Сейчас на месте базара тихо. Единственная тропка ведет к остаткам прилавка: навес гитлеровцы разобрали на дрова. За уцелевшей доской на двух стойках — старухи. Одна торгует солеными огурцами, перед другой на тряпице сушеные грибы.
Подошел паренек в рваном полушубке, в надвинутой на глаза кубанке; положил на прилавок метлы из березовых прутьев. Стал ждать покупателей.
Но покупателей не было. Паренек притоптывал на месте, все время поглядывая на перекресток шоссе — Волоколамск — Осташево — Руза. Простояв часа полтора, продрогшие старухи ушли. Шумов (это был он) остался один. Накануне командир разрешил ему наконец пойти в разведку. Узнать хоть что-нибудь о Вороновой была первая задача. Вторая задача — при случае установить, какие части размещались теперь в Осташеве.
— При случае, — повторил командир, объясняя задание. — Это значит — на рожон не лезь!
Именно потому, что опасность была велика, Толя пришел на базар: крадучись по селу не пройдешь, а здесь, на виду у всех, не каждому придет в голову искать партизан.
Покупателей все не было. Надежды Толи услышать что-нибудь на базаре не оправдались. Витя Вишняков — вот кто нужен.

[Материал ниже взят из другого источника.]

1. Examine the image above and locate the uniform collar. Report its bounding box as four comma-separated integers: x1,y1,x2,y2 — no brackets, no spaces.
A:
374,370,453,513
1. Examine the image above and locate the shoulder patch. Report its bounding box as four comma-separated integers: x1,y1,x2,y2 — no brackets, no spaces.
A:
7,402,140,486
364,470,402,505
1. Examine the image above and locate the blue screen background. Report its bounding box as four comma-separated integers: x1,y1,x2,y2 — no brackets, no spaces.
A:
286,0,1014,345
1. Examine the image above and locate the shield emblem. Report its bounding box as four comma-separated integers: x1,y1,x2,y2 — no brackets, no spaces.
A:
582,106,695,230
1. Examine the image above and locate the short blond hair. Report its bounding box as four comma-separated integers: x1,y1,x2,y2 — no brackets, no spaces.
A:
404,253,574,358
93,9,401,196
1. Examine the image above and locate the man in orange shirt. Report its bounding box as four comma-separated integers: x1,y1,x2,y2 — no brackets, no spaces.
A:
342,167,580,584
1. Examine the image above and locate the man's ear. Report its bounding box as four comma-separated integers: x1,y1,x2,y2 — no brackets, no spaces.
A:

Но как его повидать, если дом Вишняковых под наблюдением гестапо? Не только сам попадешься, но погубишь и друга, и его родных.

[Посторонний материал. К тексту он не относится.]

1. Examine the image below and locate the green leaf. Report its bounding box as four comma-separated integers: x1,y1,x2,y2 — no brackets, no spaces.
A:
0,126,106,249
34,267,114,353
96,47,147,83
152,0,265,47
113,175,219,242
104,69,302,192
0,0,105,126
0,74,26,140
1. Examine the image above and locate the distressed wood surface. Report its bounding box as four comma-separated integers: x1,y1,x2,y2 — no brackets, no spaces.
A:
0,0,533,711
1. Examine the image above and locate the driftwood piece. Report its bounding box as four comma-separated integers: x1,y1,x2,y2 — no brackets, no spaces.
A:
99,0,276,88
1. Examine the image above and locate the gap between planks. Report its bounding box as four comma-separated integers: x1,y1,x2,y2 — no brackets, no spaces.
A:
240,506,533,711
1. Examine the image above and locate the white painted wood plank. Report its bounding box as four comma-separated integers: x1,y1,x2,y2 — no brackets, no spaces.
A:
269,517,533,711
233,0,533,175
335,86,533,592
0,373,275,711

По тропинке к базару шел старик. Фигура знакомая. Где-то его Толя видел.
— Чем торгуешь, касатик? — издали спросил дед.
«„Касатик“! Постой, постой, так это Савельич…» Все ребята в округе знали этого расчудесного старика, который с незапамятных времен работал истопником в педучилище.

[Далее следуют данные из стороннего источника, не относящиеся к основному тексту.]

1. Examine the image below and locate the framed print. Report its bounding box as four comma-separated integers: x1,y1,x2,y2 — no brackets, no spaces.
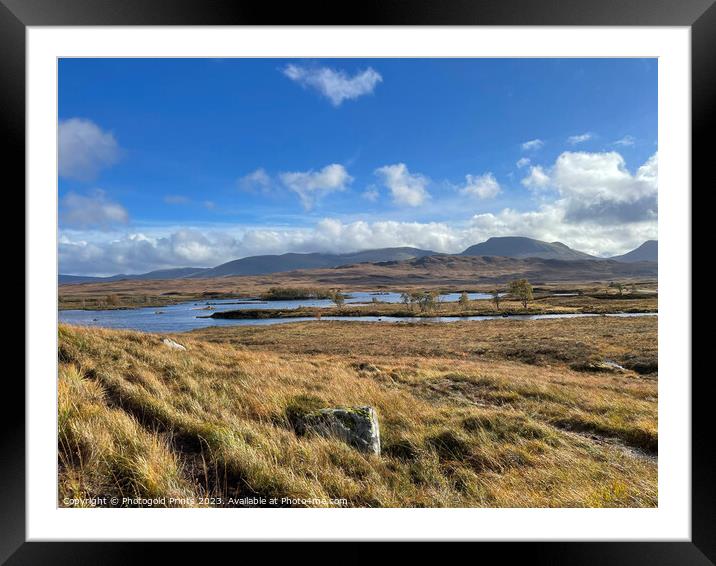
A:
5,0,716,564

— Подходи, дедушка, товар отличный! — крикнул Толя.
— А и впрямь, касатик, товар хоть куда, — сказал подошедший Савельич, разглядывая метлы. — Самый наиважнейший сейчас товар, потому как дерьма кругом страсть сколько наплыло! Всю эту немчуру проклятую… Погоди, соколик, а ведь ты и есть… То-то я гляжу, обличье знакомое!
Дед взял метлу, повертел в руках, нагнулся к Толе:
— Ты, парень, уходи отсюда, неровен час… К другу твоему, Витьке, каждый день изверги наведываются.
— Ты ведь в той стороне живешь, дедушка… Не мог бы ты повидать Витю? — спросил Толя.
Дед взял вторую метлу, шепнул:
— А что передать-то?
— Скажи, чтоб на лыжах прокатился мимо педучилища, к речке.
— И только-то? — хитро прищурился дед. — Ох-ох, и все-то у вас в голове игрушки. Ну, ладно, пойду.
Савельич связал две метлы, повесил через плечо, зашагал по тропке. Толя собрал свой «товар».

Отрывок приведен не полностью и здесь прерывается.